隼人の性格から考えて、直接的な手段に打って出る可能性が高い。
数日前の襲撃が良い例だ。七月の騒動の時も、隼人は直接手を下した。
その傾向から考えて、搦め手はほぼないだろう。であるならば、直接的な襲撃が考えられる。
加えて隼人が呟いていた内容から、次の試合に影響の出る形で仕掛けてくるはずだ。もっとも、響が七月の件のようにいたぶられた場合、試合そのものへの出場ができなくなるわけだが。
ともあれ、取り得る手段が直接攻撃で、試合に影響を与えるという条件ならば、かなり限定して考えられる。
例えば響に大怪我をさせる。もしくは著しく消耗させる、などだろうか。
怪我は治癒魔術である程度のものならすぐに治せてしまう。取られる手段が怪我だろうが消耗だろうが、襲撃があるのは試合当日から試合直前までだろう。
もちろん、大怪我をさせてくるのであれば前日でも構わないが、そもそも直接攻撃に限定されているのであれば、対策は容易だ。キュルリンによる護衛を継続してもらうだけでいい。学園最強ーー魔術師としても上位の実力を持つ奏の使い魔だ。護衛としてこれ以上ないほどの安心感で、ほとんどの場合で過剰戦力だ。
それに念を入れる意味で追加できるのは、常にタロットを携帯しておく程度だ。
といっても、ホルダーを常時装備しているわけにもいかない。投擲可能なようにそれなりの強度が必要なタロットは、厚めの紙が使用されている。枚数を合わせれば結構な荷物だ。日常生活に邪魔になる以上、携帯するのは十数枚。戦闘を主眼に置いたものではなく、逃亡に焦点を合わせた用途とする。

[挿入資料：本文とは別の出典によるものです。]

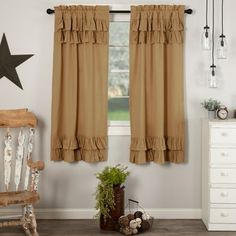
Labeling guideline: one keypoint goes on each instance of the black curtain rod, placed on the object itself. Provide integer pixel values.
(187, 11)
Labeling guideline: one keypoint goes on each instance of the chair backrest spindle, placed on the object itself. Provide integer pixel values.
(7, 159)
(19, 158)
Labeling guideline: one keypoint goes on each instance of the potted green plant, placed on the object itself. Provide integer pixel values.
(211, 105)
(110, 195)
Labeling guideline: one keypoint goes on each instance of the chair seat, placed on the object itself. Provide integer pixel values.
(20, 197)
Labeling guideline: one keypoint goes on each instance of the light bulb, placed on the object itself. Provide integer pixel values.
(222, 48)
(206, 42)
(212, 80)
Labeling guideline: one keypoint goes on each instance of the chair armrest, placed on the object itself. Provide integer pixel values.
(38, 165)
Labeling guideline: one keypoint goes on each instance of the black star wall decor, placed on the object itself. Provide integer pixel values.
(8, 62)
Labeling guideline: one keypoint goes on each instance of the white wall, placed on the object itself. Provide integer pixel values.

これで充分以上の対策はできているだろう。想定外の事態があったとしても対応可能だと考えられる。
しかし、これはあくまで学園内に限っての話。
ないとは思うが隼人のことだ。登校中や下校中を狙われているとも限らない。
さしもの奏も、学外に範囲を広げてまでキュルリンを護衛につける魔力的余裕はないらしい。使い魔に供給する魔力だが、これが意外と馬鹿にならないのだ。学内とはいえそれなりの距離は離れられるのは、ひとえに奏の実力あってこそだ。
だったら自分が帰りも送ると豪語する奏の過保護な主張を思いとどまらせ、登下校中は響の自衛に任されることとなった。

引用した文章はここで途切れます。